Kelly went on to have five more miscarriages, and two healthy children. Her obsession to drink was lifted during her pregnancies.

HOMELIFE

Throughout all this her husband was not supportive: “I knew after that first baby, in 1998, that I probably shouldn’t be married to this guy. We drank together. That was the only thing we actually shared as a past-time. So, probably around 2002, I got to the point where I was starting to hide alcohol. We would have people over, and I would have a stash in one of the bathrooms where I could go in and drink a beer really quickly.”

Kelly eventually learned her husband was cheating on her. They split in 2007. They had joint custody of the children.

“You lose all these babies, and your husband’s an asshole, and you don’t get a lot of enthusiasm for believing everything happens for a reason.”

Kelly had two DUIs and was not allowed to drive so went by transit to work which took an-hour-and-a-half each way.

“I never drank at work, but for sure I was hungover. If I didn’t have the kids, I would drink every night. And then I would work the next day. If I did have the kids, I managed to not drink very much, or wait until they were in bed.”

NO DIFFERENT THAN THE BUMS ON SKID ROW

Kelly says, “When I looked at people on the street, in that kind of shape, I knew that was not far away for me. Their insides looked like their outsides. There was a disconnect with me because my insides did not look like my outsides.”

KELLY HITS BOTTOM

Kelly’s children did not know she had a problem until the final few months of her drinking: “By then I had lost my kids. My ex-husband found out that I was drinking, and it was the right thing to do. He took them. And I still couldn’t stop drinking.”

But the kids would visit. One day when they arrived after school, she had been drinking so heavily she just couldn’t face them.

“I tried to go hide under a bed and I was just wasted. I remember the fear on their faces.”

That was the ultimate turning point for Kelly, her bottom.

REHAB

Although she was in and out of treatment since 2007 Kelly has been sober since 2013. That final time when she got to the treatment centre, “I was so beaten to a pulp that I was on my knees.” About two months later when she had finished her time in rehab Kelly says: “I realized I was seeing in color again. I realized one day, ‘Oh my God, those trees are green.’ I’d been seeing in gray.”

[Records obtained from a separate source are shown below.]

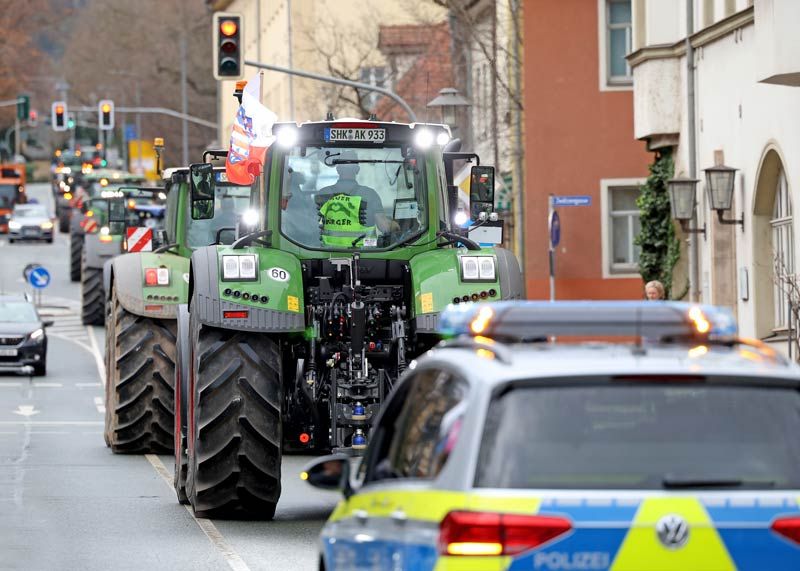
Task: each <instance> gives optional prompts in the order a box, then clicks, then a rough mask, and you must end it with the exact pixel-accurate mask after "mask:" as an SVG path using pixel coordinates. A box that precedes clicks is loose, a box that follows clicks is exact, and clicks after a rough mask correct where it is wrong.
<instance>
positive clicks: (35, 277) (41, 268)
mask: <svg viewBox="0 0 800 571" xmlns="http://www.w3.org/2000/svg"><path fill="white" fill-rule="evenodd" d="M28 283H29V284H31V285H32V286H33V287H35V288H36V289H44V288H46V287H47V286H49V285H50V272H48V271H47V270H46V269H44V268H43V267H42V266H36V267H35V268H32V269H31V271H30V272H28Z"/></svg>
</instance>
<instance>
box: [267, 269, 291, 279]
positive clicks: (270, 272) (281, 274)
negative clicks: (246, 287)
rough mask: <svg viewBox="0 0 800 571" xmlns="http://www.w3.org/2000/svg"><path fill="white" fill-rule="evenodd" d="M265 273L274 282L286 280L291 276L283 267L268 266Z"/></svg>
mask: <svg viewBox="0 0 800 571" xmlns="http://www.w3.org/2000/svg"><path fill="white" fill-rule="evenodd" d="M267 275H268V276H269V277H270V279H273V280H275V281H276V282H288V281H289V278H290V277H291V276H290V275H289V272H287V271H286V270H284V269H283V268H270V269H268V270H267Z"/></svg>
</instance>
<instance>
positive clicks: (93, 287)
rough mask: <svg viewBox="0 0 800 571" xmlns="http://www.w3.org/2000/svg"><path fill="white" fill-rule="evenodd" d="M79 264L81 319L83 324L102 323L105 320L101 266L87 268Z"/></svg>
mask: <svg viewBox="0 0 800 571" xmlns="http://www.w3.org/2000/svg"><path fill="white" fill-rule="evenodd" d="M83 262H84V263H82V264H81V266H82V268H81V305H82V309H81V321H83V324H84V325H103V323H104V322H105V292H104V290H103V270H102V268H87V267H86V264H85V260H84V261H83Z"/></svg>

MEDICAL MONITORING PROGRAM

After treatment Kelly was obliged to participate in the British Columbia doctors’ medical monitoring program for five years.

“You have to get an addictions doctor to give you an independent health assessment and the doctor dictates how long your licence is revoked. Mine was about a month.”

Then there are random urine tests. The alcoholic-in-recovery needs to report to the lab within a certain period of time when notified that a urine test is due.

“So, there were literally a couple of times I had to cancel patients. For example, if they called me today, I would have to be there before the lab closed. If I’m working until six and then I’m scheduled to work from eight until four tomorrow I’m hooped, I have to cancel patients.”

STAYING SOBER

“I really believe in the program of AA. I really do.” Kelly says that since she has been in the 12 Step program, she has had a number of spiritual awakenings: “Alcoholism is a spiritual malady. Being in recovery is so much more than just quitting drinking. It’s a life-long pursuit of spiritual freedom.” She has learned to believe in a power greater than herself: “I realize now that all my life what I needed was a spiritual program like this. It’s the best thing that has ever happened to me.”

HELPING OTHER ALCOHOLICS

“We have addiction on both sides of our family so now that I’m sober, I’ve been able to help my own family where it would’ve just been swept under the carpet and got worse and worse over time.”

“I think the more of us that are able to speak up to the stigma of alcoholism the more we can really change the way it’s looked at and treated in society.”